To help solidify your understanding of these terms, review the example subtraction problem with each part labeled: 6 (minuend) - 2 (subtrahend) - 4 (difference).
Example: Identifying the Parts of a Subtraction Problem
Subtraction problems aren't always set up as subtraction sentences. Sometimes they are written in a stacked format. In this case:
- The minuend appears on the top, before the subtrahend.
- There is a minus sign (-) on the next line in front of the subtrahend.
- The subtrahend is underlined.
- The difference appears below the line under the subtrahend.
The subtraction sentence 50 - 40 = 10 would be written as follows using this format:
Example: Finding the Parts in a Subtraction Word Problem
Now that you can find the parts of a subtraction problem when the subtraction sentence is already written out, try your new skills with a word problem. Consider the following scenario.
Steve and Theresa ordered a pizza. The pizza had 8 pieces. Steve ate four pieces and Theresa ate one. How many pieces of pizza are left?
You'll need to review the word problem and determine each part of the subtraction problem in order to change the word problem to a subtraction sentence that you can solve.
- Which number will another number be subtracted from? That will be the minuend, which is the 8 pieces that the pizza originally had before any were eaten.
- Which number will be subtracted from another? That will be the subtrahend, which is the number of pieces that have been eaten. Steve ate 4 pieces and Theresa at 1 piece, so a total of 5 pieces are gone. The subtrahend is 5.

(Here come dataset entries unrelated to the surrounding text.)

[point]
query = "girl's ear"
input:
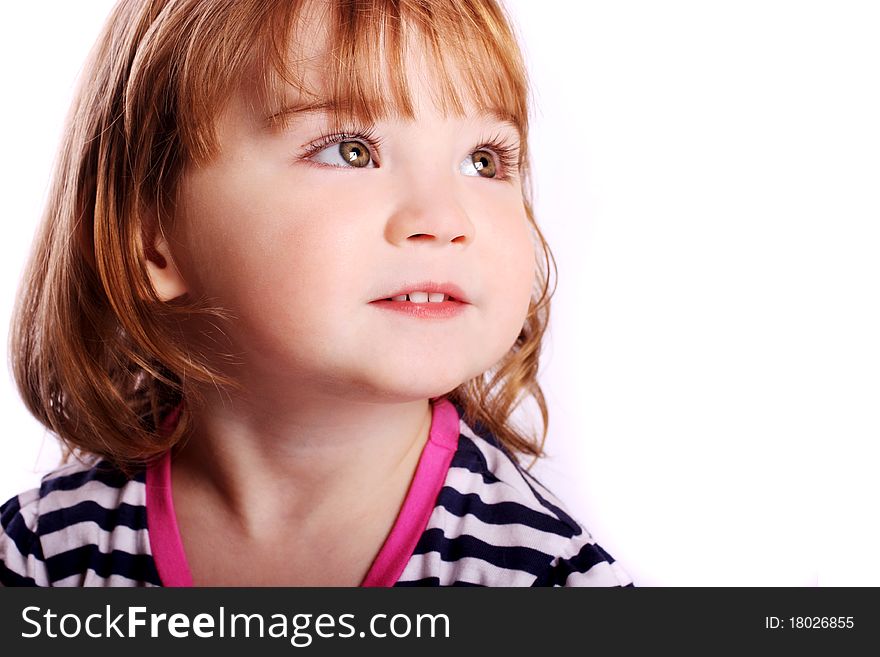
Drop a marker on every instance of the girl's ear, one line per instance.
(163, 272)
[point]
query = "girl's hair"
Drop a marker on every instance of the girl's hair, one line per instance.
(96, 355)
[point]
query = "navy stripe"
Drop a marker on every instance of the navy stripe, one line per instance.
(500, 513)
(125, 515)
(559, 513)
(12, 578)
(469, 457)
(590, 554)
(432, 581)
(138, 567)
(460, 547)
(26, 542)
(102, 472)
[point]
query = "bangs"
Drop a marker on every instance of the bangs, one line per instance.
(358, 50)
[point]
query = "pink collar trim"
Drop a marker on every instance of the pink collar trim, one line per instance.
(167, 545)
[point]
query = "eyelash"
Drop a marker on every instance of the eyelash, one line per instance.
(507, 154)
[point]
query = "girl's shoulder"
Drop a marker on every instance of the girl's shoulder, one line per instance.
(84, 525)
(496, 524)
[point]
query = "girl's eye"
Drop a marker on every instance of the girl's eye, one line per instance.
(479, 163)
(345, 154)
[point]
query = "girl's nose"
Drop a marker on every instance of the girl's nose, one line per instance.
(430, 216)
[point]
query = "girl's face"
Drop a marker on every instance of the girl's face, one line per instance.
(299, 236)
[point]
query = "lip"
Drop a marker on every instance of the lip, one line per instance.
(449, 289)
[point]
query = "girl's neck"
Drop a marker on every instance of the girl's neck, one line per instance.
(300, 461)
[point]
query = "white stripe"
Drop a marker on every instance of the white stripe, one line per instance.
(134, 493)
(26, 566)
(498, 463)
(91, 578)
(467, 569)
(506, 535)
(601, 574)
(466, 482)
(133, 541)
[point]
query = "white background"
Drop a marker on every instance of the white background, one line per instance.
(707, 175)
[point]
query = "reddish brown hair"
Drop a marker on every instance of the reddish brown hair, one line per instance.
(94, 351)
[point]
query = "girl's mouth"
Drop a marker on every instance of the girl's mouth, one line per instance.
(435, 305)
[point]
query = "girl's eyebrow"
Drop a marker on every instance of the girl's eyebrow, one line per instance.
(286, 115)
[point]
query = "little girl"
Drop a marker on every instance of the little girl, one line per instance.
(287, 293)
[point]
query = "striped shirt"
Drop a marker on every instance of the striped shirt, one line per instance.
(471, 517)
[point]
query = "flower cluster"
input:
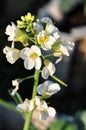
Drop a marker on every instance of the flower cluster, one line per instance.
(40, 39)
(46, 89)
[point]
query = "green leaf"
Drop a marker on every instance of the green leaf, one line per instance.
(58, 80)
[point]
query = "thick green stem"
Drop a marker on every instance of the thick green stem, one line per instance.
(29, 115)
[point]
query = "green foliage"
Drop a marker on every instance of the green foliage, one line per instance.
(80, 119)
(26, 22)
(56, 45)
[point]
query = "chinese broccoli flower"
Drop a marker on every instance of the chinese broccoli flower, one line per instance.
(26, 106)
(15, 83)
(46, 41)
(43, 110)
(31, 57)
(63, 50)
(48, 88)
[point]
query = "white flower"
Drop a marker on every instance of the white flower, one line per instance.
(46, 41)
(37, 26)
(15, 83)
(52, 30)
(11, 31)
(27, 106)
(63, 49)
(48, 69)
(31, 57)
(68, 45)
(12, 54)
(48, 88)
(46, 20)
(43, 110)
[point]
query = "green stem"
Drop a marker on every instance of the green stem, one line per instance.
(29, 77)
(29, 115)
(58, 80)
(9, 106)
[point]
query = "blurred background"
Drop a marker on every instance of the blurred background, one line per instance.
(70, 18)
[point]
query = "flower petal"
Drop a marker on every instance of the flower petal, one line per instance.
(36, 49)
(45, 72)
(38, 63)
(28, 63)
(51, 112)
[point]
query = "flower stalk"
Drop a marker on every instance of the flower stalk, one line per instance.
(29, 114)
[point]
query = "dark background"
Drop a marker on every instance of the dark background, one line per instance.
(68, 100)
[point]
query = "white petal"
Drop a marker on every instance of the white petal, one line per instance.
(45, 73)
(12, 55)
(44, 115)
(38, 63)
(51, 68)
(36, 50)
(69, 45)
(44, 86)
(51, 29)
(28, 63)
(53, 88)
(64, 50)
(51, 112)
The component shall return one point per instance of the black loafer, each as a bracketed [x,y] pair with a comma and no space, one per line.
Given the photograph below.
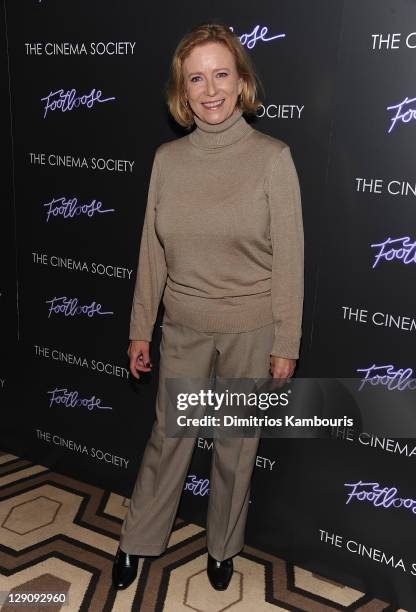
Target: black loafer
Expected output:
[124,569]
[219,572]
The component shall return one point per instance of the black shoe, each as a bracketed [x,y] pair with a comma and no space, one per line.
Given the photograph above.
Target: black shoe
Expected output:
[219,572]
[124,569]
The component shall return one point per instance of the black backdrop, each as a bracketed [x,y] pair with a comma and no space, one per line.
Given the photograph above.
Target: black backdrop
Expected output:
[74,194]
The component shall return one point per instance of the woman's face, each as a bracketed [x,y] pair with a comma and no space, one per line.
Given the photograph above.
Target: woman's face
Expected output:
[210,76]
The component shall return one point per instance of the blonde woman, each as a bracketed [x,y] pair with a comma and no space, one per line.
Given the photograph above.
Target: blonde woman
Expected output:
[223,243]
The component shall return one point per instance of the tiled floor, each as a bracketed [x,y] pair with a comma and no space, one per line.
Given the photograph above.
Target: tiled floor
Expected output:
[58,534]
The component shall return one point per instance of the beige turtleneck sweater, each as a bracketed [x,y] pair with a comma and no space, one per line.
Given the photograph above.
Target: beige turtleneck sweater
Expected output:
[222,239]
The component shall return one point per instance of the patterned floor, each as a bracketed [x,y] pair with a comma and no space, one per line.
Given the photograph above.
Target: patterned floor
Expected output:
[58,534]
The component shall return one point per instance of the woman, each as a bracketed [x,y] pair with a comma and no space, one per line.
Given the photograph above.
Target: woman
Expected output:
[223,242]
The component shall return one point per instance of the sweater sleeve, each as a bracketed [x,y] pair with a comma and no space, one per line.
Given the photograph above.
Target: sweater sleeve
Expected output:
[151,269]
[286,233]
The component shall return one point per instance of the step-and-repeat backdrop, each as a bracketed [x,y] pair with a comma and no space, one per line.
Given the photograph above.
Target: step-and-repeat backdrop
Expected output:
[86,113]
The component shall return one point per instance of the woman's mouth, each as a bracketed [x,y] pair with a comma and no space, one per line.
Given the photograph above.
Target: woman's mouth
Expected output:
[213,105]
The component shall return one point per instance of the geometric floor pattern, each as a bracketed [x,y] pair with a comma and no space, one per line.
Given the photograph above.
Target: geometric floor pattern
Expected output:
[59,535]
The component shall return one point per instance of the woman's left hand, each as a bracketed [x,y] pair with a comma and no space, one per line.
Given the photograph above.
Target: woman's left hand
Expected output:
[281,367]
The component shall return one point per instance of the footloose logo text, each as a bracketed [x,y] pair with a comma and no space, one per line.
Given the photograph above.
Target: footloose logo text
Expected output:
[69,307]
[388,376]
[71,399]
[385,497]
[250,39]
[68,100]
[69,208]
[404,113]
[198,486]
[403,249]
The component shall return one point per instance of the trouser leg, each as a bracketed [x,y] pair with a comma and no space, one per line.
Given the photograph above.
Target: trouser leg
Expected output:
[241,355]
[156,495]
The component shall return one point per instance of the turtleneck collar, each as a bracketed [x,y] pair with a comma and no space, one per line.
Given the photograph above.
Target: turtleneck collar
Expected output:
[211,136]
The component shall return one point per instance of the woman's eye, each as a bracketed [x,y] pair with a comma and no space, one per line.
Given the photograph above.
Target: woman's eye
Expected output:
[198,77]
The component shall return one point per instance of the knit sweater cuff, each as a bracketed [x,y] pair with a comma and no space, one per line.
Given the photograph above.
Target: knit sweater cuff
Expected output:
[285,347]
[140,332]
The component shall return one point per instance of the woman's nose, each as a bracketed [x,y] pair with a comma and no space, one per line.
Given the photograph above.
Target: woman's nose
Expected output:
[211,87]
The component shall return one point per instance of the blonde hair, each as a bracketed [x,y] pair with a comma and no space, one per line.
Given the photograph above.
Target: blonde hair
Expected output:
[247,101]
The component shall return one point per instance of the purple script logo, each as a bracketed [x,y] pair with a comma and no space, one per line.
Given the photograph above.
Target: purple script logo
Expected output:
[250,39]
[385,497]
[198,487]
[69,307]
[71,399]
[68,208]
[388,376]
[67,100]
[403,114]
[404,250]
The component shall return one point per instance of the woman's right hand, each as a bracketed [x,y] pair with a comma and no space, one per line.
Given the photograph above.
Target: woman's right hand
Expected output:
[138,353]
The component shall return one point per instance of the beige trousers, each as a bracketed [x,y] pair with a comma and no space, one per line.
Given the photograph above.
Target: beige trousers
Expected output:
[185,352]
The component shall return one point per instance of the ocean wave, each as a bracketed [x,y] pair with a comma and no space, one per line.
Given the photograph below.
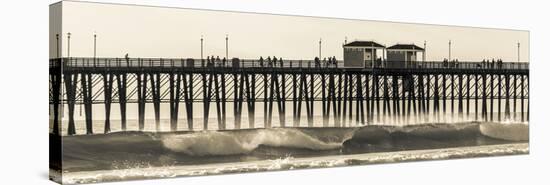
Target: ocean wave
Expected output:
[242,142]
[245,141]
[290,163]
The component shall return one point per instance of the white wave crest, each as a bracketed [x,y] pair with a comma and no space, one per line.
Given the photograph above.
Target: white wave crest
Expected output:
[230,143]
[509,131]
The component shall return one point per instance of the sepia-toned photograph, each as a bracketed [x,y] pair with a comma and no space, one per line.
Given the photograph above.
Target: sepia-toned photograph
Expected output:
[146,92]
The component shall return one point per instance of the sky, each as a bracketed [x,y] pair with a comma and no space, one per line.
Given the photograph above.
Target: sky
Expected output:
[146,31]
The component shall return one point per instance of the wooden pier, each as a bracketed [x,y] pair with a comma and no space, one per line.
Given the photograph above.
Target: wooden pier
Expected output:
[411,92]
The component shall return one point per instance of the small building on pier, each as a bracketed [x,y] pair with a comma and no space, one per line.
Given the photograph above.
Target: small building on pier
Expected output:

- The answer to the problem lies in figuring out how many pieces remain. You'll need to calculate the difference, which will require subtracting the subtrahend from the minuend. The difference is 3.
This problem will look like 8 - 5 = 3 when written as a subtraction sentence. The minuend is 8, the subtrahend is 5 and the difference is 3. Using the strategy of breaking word problems down into their three main parts can really help you build strong math skills.
Building Your Math Vocabulary
Now that you are familiar with the three main parts of a subtraction problem, you'll be able to correctly label each portion of this type of math query. Now that you have mastered the terminology for this basic math term, consider strengthening your math vocabulary even more. Start by learning a selection of basic math terms and what they mean. Soon, you'll have a strong vocabulary that will make it possible to understand and/or explain to others various mathematical procedures.